The leader's renewer pipeline persists every successful issuance to the issued_cert table. Every node (including the leader, but the leader's install_sync self-suppresses) runs an InstallSyncTask that polls issued_cert and runs the local InstallBackend when the audit cert is fresher than what's installed locally.
Trust model
The audit store carries cert PEM and chain PEM. Private keys are never written to the audit store.
Each cluster member's key_path private key is provisioned out-of-band: config-management, secrets manager, manual scp, whatever the operator already uses for sensitive material. The shared SurrealDB is in the trust boundary for cert metadata and renewal history but not for key material. If the database is compromised, an attacker can read which certs exist and when they were renewed; they cannot forge requests against the CA or impersonate any host.
Setup
1. Provision SurrealDB
Operators who already run SurrealDB skip ahead.
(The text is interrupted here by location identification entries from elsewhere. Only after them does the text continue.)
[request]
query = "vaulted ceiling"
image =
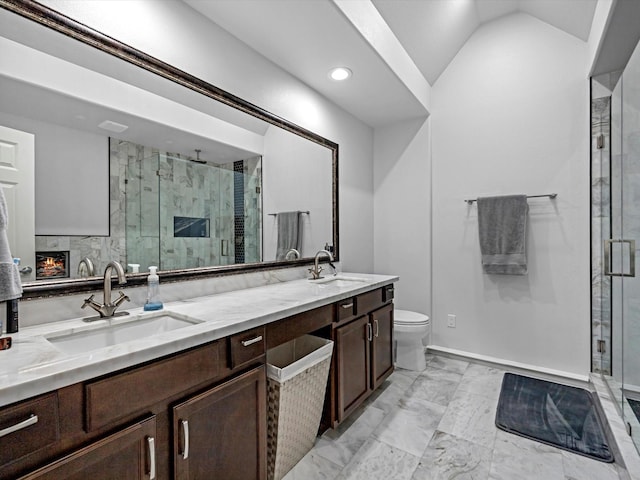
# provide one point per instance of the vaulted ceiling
(396, 49)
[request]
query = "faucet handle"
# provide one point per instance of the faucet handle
(121, 299)
(87, 301)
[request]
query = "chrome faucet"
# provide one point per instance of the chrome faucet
(315, 271)
(292, 254)
(108, 308)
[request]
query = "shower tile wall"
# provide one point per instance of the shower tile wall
(600, 225)
(252, 210)
(147, 189)
(142, 203)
Otherwise the simplest is one surreal instance behind a reverse proxy on a stable host:
surreal start --user root --pass <root-password> file:///var/lib/surrealdb
Then create the namespace and database for rota:
surreal sql --user root --pass <root-password> --ns rota --db prod
> DEFINE NAMESPACE rota;
> DEFINE DATABASE prod;
2. Provision per-cert private keys on each node
Pick the key_path directory each node will use. Mode 0700. Place the same private key file on every cluster member that participates in installing this cert:
# On every node:
install -d -m 0700 /var/lib/rota/keys
install -m 0600 example.com.key /var/lib/rota/keys/example.com.key
The keys must be byte-identical across nodes. rota uses one key per cert (no per-node keys) so the cert validates against any node's TLS handshake.
3. Configure each node
Each rota.yaml is the same except for cluster.node_id:
daemon:
database_path: /var/lib/rota/rota.db # local SQLite for local audit only; the shared audit lives in SurrealDB
listen_addr: 127.0.0.1:7878
socket_path: /var/run/rota.sock
check_interval_seconds: 3600
renew_threshold_days: 30
audit:
kind: surrealdb
endpoint: wss://surreal.internal:8000
namespace: rota
database: prod
username: rota
password_file: /etc/rota/secrets/surreal.password
cluster:
enabled: true
node_id: host-a # different per node: host-a, host-b, host-c
lease_seconds: 60
# ... ca / dcv / alerts / certs blocks identical across nodes
4. Start each node
# host-a:
rotad --config /etc/rota/rota.yaml &
# host-b:
rotad --config /etc/rota/rota.yaml &
# host-c:
rotad --config /etc/rota/rota.yaml &
Whichever node wins the initial lock acquisition becomes leader. The others log cluster: still follower and stand by.
Verifying
Who's the leader?
# On every node:
rota status
Each node shows the same cert table (it's pulled from the shared audit). rotad's logs differentiate:
INFO cluster: acquired leader lock # leader
INFO cluster: still follower # followers
A direct query against SurrealDB:
SELECT * FROM cluster_lock:singleton;
returns the holder's node_id and lease expiry.
Did the cert distribute?
After a successful renewal:
SELECT * FROM issued_cert WHERE cert_id = 'example-public' ORDER BY issued_at DESC LIMIT 1;
shows the fresh cert blob. Each follower's install_sync task picks it up on its next poll (one check_interval_seconds), installs locally, and the last_renewal_status on each node's rota status output reflects the fresh cert.
Failover
When the leader dies (host crash, kernel oom, network partition), its lease lapses after lease_seconds (default 60s). The next polling follower acquires the lock and becomes the new leader; renewals pick back up automatically. No operator intervention needed.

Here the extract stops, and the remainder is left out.